Kutner briefly suggests provisions in the Living Will: 

— “The document would provide that if the in dividual’s bodily state becomes completely vegetative and it is certain that he cannot regain his mental and physical capacities, medical treatment shall cease.”

 — It should be notarized and attested to by at least two witnesses. 

— The person should carry a copy of the will at all times and another trusted person should keep the original. “Personal possession of the document would create a strong presumption that he regards it as still binding,” Kutner says. 

— A hospital committee would review each case.

 — The person could revoke the will at any time. 

He also emphasizes that the will could not authorize euthanasia and discusses possible complications associated with the Living Will. 

“The Physician’s Criminal Liability for the Practice of Euthanasia” by Percy Forman, J.D., partner in the firm of Forman and DeGuerin in Houston. 

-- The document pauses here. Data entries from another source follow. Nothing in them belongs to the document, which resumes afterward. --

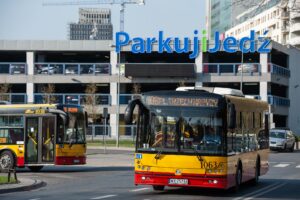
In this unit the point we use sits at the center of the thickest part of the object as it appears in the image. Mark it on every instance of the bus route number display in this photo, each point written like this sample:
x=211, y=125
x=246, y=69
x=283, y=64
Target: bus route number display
x=181, y=101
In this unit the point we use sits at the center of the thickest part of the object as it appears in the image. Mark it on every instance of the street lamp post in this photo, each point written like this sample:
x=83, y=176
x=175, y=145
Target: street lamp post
x=118, y=96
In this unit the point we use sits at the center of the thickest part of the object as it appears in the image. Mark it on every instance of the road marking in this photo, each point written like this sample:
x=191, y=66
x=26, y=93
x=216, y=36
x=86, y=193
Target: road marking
x=255, y=192
x=264, y=192
x=140, y=189
x=104, y=197
x=281, y=165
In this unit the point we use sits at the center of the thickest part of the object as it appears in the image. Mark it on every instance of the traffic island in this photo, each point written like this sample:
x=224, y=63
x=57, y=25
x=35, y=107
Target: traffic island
x=23, y=184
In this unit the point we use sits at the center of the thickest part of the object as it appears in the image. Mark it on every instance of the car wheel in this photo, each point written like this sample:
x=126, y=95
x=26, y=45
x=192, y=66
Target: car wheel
x=238, y=178
x=257, y=173
x=292, y=147
x=7, y=160
x=158, y=187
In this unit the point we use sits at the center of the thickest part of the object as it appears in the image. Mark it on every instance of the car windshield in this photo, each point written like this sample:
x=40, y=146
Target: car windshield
x=276, y=134
x=186, y=130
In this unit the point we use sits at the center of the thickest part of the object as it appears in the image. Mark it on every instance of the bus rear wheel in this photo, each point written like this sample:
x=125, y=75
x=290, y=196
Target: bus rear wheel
x=7, y=160
x=35, y=168
x=158, y=187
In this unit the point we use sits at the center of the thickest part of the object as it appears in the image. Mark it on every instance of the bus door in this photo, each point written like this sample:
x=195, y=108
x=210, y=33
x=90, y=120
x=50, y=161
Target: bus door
x=40, y=140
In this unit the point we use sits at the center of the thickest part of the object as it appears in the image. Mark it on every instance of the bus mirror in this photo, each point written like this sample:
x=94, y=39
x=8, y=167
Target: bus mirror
x=128, y=116
x=86, y=119
x=232, y=116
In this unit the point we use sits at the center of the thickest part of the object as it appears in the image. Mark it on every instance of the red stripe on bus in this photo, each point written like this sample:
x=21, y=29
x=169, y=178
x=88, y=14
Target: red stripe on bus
x=70, y=160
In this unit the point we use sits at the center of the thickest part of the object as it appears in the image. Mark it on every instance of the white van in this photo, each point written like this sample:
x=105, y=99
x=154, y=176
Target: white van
x=281, y=139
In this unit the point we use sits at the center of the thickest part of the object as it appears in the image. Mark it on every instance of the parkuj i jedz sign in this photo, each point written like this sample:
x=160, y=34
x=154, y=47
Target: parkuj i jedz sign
x=187, y=45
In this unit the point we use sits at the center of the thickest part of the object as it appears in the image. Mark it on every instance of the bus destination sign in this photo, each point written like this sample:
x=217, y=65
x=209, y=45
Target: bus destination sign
x=181, y=101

“Despite evidence that euthanasia is widely practiced, at least by omission, there have been few prosecutions in this country,” Forman says. “Perhaps from the viewpoint of the terminally ill who desire a premature death, the practice is just. . . . But from the perspective of euthanasia victims unwilling or unable to give consent to the premature termination of their lives, the practice of not dealing with the perpetrators as the law provides might be viewed as inadequate protection of life by state action — arguably a violation of both due process and equal protection.” 

Forman says that, although “there have been no convictions in Texas for voluntary euthanasia, we end where we began — euthanasia is a euphemism for criminal homicide.”